Let’s be honest: your software has bugs. Sometimes, it is also slower than end users expect. This is the situation we all live in. The key is to admit that the software you create will end up disappointing the users at some point. After all, even the almighty Google itself cannot guarantee the availability of their services for more than 99.95% of the time.
The sad part is that when the inevitable happens and some service is not behaving as it should, most of us either are not capturing the correct signal or cannot act based on the signal due to the impact of the issue being unclear. Whenever clearly defined goals and transparent reporting are missing, finger-pointing and blame games start happening.
This post is targeted to any product owner or operations team lead who wants to have a clear and meaningful measure towards understanding whether or not your IT assets behave as they should. After reading this post, you will end up understanding how to set a really simple objective and how to track the progress towards the performance and availability goal over time.
Every good team has a reasonable objective to attain when it comes to functional aspects of the software they are building:
- Sign-up to product activation ratio must exceed 35%.

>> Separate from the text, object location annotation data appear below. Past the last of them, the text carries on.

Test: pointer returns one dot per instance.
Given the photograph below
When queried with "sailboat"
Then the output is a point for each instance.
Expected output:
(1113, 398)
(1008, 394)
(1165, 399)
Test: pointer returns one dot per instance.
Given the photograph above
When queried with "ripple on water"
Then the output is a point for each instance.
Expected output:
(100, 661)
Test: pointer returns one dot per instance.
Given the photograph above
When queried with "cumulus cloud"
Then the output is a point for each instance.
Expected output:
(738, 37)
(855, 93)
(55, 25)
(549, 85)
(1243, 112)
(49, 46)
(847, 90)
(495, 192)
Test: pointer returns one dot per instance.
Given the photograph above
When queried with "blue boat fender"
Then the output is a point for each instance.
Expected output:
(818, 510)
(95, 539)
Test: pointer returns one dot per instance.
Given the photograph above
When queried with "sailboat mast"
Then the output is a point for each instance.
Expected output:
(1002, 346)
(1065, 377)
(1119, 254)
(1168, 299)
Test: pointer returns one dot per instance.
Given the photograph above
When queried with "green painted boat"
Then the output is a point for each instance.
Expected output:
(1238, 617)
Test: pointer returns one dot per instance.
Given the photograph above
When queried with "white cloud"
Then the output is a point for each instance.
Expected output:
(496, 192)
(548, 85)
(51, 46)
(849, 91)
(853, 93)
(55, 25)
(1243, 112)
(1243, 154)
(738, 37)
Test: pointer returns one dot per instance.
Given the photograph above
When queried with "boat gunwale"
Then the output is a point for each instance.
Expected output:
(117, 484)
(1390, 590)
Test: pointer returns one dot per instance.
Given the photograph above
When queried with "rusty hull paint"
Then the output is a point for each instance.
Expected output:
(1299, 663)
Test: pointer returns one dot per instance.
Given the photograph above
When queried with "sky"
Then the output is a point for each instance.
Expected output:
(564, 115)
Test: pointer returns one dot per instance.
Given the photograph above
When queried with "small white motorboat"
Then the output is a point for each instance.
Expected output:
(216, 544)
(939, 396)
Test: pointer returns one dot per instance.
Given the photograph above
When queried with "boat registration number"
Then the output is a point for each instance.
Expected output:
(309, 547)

- The recommended products share of the aggregate shopping cart size must exceed 10%.
- The nurturing e-mail campaigns targeted towards inactive users must result in 6% or more reactivation rates.
The very same teams also have objectives around performance and availability of the software. However, these types of objectives are often not too well chosen. Let me give you an idea by visiting the following objectives some of the real-world teams:
- CPU utilization must not exceed 80%.
- 99% of the database queries must respond under 1 second.
- The application must support 1,200 concurrent users.
- Any application server node must not experience more than 2h downtime per month.
I could continue the list with similar examples, but the pattern is hopefully clear already. None of these requirements really focuses on the user experience aspect of the performance and availability of the software. As a result, you will find yourself again and again in situations like the one below:
We have all been present in rooms where you could cut the tension in the air with the knife. On one side of the table, there is the product team claiming that they are not tolerating the availability issues around the product offering. On the other side of the table sits the operations team who is pointing towards the fact that from their perspective the systems are working just fine.
So, let’s admit that we need a different goal to measure. Our real goal is not to make database queries fast nor is it to keep CPUs idling. The real goal is in making sure the end users of the software are satisfied with the application.
How Can You Measure User Satisfaction?
How can user satisfaction towards the service availability and performance be expressed in a measurable way? Apparently, the answer is simpler than you would expect. User satisfaction builds upon monitoring every interaction end users are performing with the application to track whether or not:
- The application performs the interaction the user wanted it to.
- The interaction completes with the expected outcome.
- The interaction completes within a reasonable timeframe.
There is a variety of tools on the market being available of capturing the interactions and flagging every interaction based on whether or not the outcome completed successfully and/or fast enough from the end user’s point of view.
Using the interactions as the input, we could measure the satisfaction across your user base via the following (simplified) formula:
Satisfaction = successful interactions / total interactions.
Now, if you have met the goal of 99.9% satisfaction rate on each given day, it would mean that if on a particular day when 500,000 user interactions were performed, the goal would be met if up to 500 non-successful interactions occurred during the day.
If you have not monitored real user experience before, tracking your users using the formula above is a good starting point. You will learn and improve a lot while using this approach.
The Devil Is in the Details
Unfortunately, understanding and applying this simple formula is only the first step. There are many details to take into account when monitoring for performance and availability. For example:
- The availability of different services has a different impact on your business. What if the failures you experienced during the day all occurred during checkout of a shopping cart? In an e-commerce solution, this would indicate a serious issue and would likely require immediate action taken by the operations team.
- The performance of different services cannot be treated equally. Some operations might have to be completed in few hundred of milliseconds while for some others it might be perfectly OK to experience 10+ second response times.
- Success is sometimes difficult to monitor. When the operation involves a complex calculation, checking whether or not the outcome of the calculation was correct might not be feasible, so the monitoring must rely upon just checking the metadata about the operation (duration, response codes, etc.) to decide whether or not the operation completed as expected.
There are many details to cover down the road but rest assured, you will figure the nuances out along the way. I can only recommend you to adopt the mindset of “failures do happen” and start measuring the real user experience to make sure you stay on top of such failures.